Lots of aggressive spices, tempered by the mild white flesh of the Branzino left a little heat in your mouth. Now crack open a few peanut shells to enjoy some freshly, roasted peanuts. Have a bite of tatsoi to refresh your palate. Now repeat as needed.
In order to get to the root of "Los Angeles Cuisine", I recently attended a foodie discussion moderated by the one and only, Pulitzer Prize-winning, food writer Jonathan Gold. An impressive panel was comprised of Michael Cimarusti, Evan Kleinmen and Octavio Bercerra. Perhaps these acclaimed chefs and restaurateurs would be able to enlighten me on the truth of what exactly Los Angeles Cuisine might be because I had honestly never given it a second (or first) thought. Los Angeles - I have spent a bulk of my cooking years here, and therefore, much of my cooking style is shaped by the food culture here. So what is it all about? And how has it affected my cooking? That's what I kept thinking during the discussion. "Come on. Can we get to the point," I thought impatiently to myself. Our complex human brains like things to be nice and simplified. I wanted an XYZ answer but after 90 minutes or so of discussion, I realized that there was no clear cut answer. Los Angeles Cuisine was not one dish or style but rather an amalgamation of our diverse cultural make up and the availability of the freshest produce made possible by the most wonderful climate.

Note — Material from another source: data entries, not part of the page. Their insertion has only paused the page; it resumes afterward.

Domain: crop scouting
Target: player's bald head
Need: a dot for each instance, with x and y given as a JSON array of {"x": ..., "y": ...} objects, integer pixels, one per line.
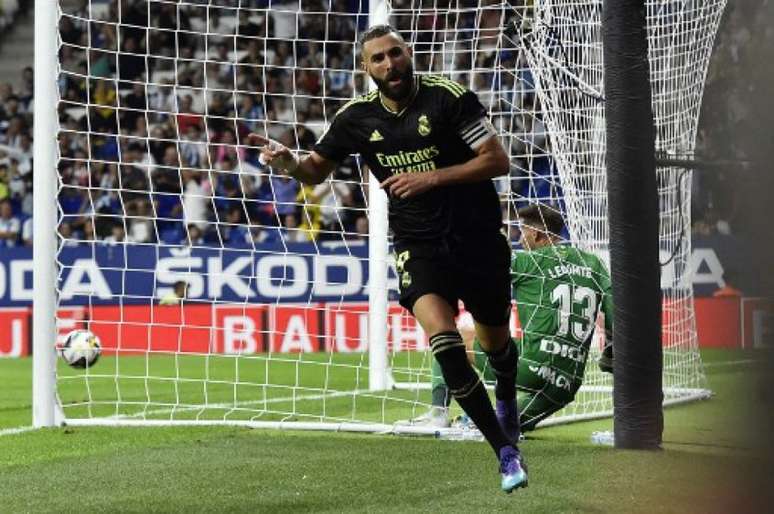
[{"x": 378, "y": 31}]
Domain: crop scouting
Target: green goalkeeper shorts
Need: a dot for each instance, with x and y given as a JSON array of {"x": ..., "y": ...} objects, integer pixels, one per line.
[{"x": 540, "y": 391}]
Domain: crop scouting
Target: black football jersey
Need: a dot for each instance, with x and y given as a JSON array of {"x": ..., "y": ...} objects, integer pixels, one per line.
[{"x": 432, "y": 132}]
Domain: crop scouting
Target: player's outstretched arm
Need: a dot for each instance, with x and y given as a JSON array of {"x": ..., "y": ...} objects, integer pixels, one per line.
[
  {"x": 490, "y": 161},
  {"x": 312, "y": 169}
]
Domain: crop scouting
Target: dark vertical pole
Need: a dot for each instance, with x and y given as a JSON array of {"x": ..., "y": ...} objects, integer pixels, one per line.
[{"x": 634, "y": 226}]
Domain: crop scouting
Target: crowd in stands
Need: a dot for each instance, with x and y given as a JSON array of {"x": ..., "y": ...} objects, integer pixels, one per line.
[
  {"x": 153, "y": 120},
  {"x": 731, "y": 117}
]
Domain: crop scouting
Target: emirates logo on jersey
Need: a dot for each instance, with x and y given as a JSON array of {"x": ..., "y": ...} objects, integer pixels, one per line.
[{"x": 423, "y": 125}]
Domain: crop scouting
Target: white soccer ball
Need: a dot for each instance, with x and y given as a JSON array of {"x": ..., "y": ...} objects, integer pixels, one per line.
[{"x": 81, "y": 349}]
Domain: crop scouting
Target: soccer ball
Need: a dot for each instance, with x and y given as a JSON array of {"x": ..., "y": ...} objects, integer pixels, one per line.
[{"x": 81, "y": 349}]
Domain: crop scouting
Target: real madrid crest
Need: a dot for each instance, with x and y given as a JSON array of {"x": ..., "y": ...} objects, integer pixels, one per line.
[{"x": 423, "y": 125}]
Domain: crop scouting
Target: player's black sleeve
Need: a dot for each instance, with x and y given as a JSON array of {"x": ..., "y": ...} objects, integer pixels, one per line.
[
  {"x": 336, "y": 143},
  {"x": 464, "y": 110}
]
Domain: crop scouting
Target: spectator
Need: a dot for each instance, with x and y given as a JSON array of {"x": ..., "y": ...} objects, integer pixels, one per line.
[
  {"x": 178, "y": 294},
  {"x": 10, "y": 225}
]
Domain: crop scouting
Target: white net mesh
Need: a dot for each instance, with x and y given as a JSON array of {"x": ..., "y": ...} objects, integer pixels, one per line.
[{"x": 223, "y": 293}]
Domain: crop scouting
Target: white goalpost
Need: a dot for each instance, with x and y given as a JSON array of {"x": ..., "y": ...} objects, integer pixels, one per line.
[{"x": 225, "y": 294}]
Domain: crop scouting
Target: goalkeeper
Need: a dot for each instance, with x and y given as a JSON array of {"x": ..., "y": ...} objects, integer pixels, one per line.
[{"x": 558, "y": 290}]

I immediately thought of a dish that I had been working on recently. I had been playing with glutinous rice flour, forming chewy, playful dumplings. almost bubble gum-like. Traditionally these dumplings (aka tangyuan) are a simple mix of glutinous rice flour and water. Cold water yields a smoother dumpling though the dough starts out more crumbly than with warm water. Online research mostly turned up the dessert version filled with red bean and served in a syrup. Not exactly what I had in mind though. I was thinking about the savory version... the kind that I had growing up, served in steaming bowls of chicken broth with daikon radish, napa cabbage and chinese sausage. Maybe mom had made it up. I took the basic concept of the dish and put my own little Los Angeles spin on it. I transformed it into a vegetarian soup filled with grilled king oyster mushrooms, crunchy wood ear mushrooms and zucchini. Instead of plain dumplings, I added some spicy chilies to up the ante. Does that make me so L.A. or what?